Aku belajar juga untuk berkerja sama, melalui kerja kelompok aku belajar menerima perbedaan pendapat yang hampir selalu terjadi di dalam kelompokku. Aku dan teman-teman kelompokku belajar mengatur kelompok pula, supaya kami dapat bekerja secara efisien. Kami kini mengetahui bahwa tidak semua hal dapat berjalan mulus dalam kerja kelompok (umpama, ketika menemukan bahwa hasil wawancara setiap orang berbeda), yang perlu kami lakukan hanyalah bersabar.

Aku senang bisa mempelajari candi-candi yang berada di sekitar situ, mendapat banyak sekali keterangan tentang air di Dusun Sumber, membuat bakwan kimpul, menonton festival Lima Gunung, bermain di Kali Senowo, dan lain-lain.

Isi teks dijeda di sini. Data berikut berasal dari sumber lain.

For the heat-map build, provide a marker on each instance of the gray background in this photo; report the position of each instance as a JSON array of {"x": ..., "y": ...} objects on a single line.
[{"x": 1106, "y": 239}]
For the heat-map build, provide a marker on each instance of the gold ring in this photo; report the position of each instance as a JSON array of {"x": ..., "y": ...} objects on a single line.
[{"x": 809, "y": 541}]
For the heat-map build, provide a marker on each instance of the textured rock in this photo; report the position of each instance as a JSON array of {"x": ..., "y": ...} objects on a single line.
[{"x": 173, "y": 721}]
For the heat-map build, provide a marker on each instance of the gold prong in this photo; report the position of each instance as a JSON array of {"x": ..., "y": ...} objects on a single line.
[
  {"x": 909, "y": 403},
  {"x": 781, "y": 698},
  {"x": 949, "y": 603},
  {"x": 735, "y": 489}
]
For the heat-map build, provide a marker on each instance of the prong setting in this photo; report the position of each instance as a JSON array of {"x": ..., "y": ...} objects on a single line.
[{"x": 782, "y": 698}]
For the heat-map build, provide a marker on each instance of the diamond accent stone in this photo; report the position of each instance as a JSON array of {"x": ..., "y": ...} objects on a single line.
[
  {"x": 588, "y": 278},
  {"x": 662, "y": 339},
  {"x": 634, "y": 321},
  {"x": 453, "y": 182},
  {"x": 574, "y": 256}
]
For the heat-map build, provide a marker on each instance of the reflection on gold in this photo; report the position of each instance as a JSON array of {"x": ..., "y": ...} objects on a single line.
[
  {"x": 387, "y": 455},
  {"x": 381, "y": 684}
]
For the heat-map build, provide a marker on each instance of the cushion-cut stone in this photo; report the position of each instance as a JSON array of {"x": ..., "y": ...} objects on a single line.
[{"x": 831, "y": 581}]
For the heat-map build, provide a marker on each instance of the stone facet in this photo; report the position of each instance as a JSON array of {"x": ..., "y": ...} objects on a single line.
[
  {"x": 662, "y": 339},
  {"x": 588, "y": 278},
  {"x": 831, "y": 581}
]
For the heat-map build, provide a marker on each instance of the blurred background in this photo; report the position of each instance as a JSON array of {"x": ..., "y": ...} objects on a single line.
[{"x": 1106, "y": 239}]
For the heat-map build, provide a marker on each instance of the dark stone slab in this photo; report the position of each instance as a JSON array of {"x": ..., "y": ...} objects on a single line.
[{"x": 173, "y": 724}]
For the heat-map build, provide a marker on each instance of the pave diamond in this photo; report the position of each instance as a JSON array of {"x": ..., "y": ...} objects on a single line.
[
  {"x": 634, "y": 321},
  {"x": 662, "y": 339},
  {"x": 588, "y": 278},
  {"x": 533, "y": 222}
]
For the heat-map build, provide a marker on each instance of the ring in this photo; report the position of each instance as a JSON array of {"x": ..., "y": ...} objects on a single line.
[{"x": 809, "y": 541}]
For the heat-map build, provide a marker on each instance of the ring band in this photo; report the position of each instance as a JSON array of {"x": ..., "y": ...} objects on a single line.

Yang paling mengena adalah kuatnya gotong royong dan persaudaraan warga Dusun Sumber. Aku masih ingat sampai sekarang apa kata Pak RW kepada adikku. "Dek, warga di sini memang sangat akur. Kalau ada tetangga yang meninggal, nanti dikubur bersama-sama. Saya juga merasakan kehangatan warga di sini. Contohnya, saya dibantu 80 warga ketika sedang membangun rumah. Mereka datang secara sukarela, padahal saya hanya minta bantuan kepada 30 orang. Berkat mereka rumah saya cepat jadi. Mereka juga membantu saya ketika saya sakit paru-paru, saat itu sedang erupsi Merapi. Warga di sini melarikan saya ke Rumah Sakit Panti Rapih."  Selain itu, warga Dusun Sumber juga memperhatikan para penyandang disabilitas, warga mengadakan rumah inklusi. Rumah inklusi membantu orang-orang berkebutuhan khusus untuk bisa berkegiatan seperti orang normal dan menyediakan kursi roda bagi mereka.

Di luar semua itu, warga Dusun Sumber juga memiliki kebudayaan yang kuat. Buktinya dibangunnya sanggar di sana. Dan, diadakannya upacara-upacara di sana. Keren banget, ya....

Itulah sekilas pesan dan kesanku selama di Dusun Sumber, sampai berjumpa kembali!
Sampai jumpa lagi Dusun Sumber, I love you...

Potret keluarga asuh: Pak Sangkan beserta anak (kiri), Lala, Alesha, aku, Ibu Nuryani.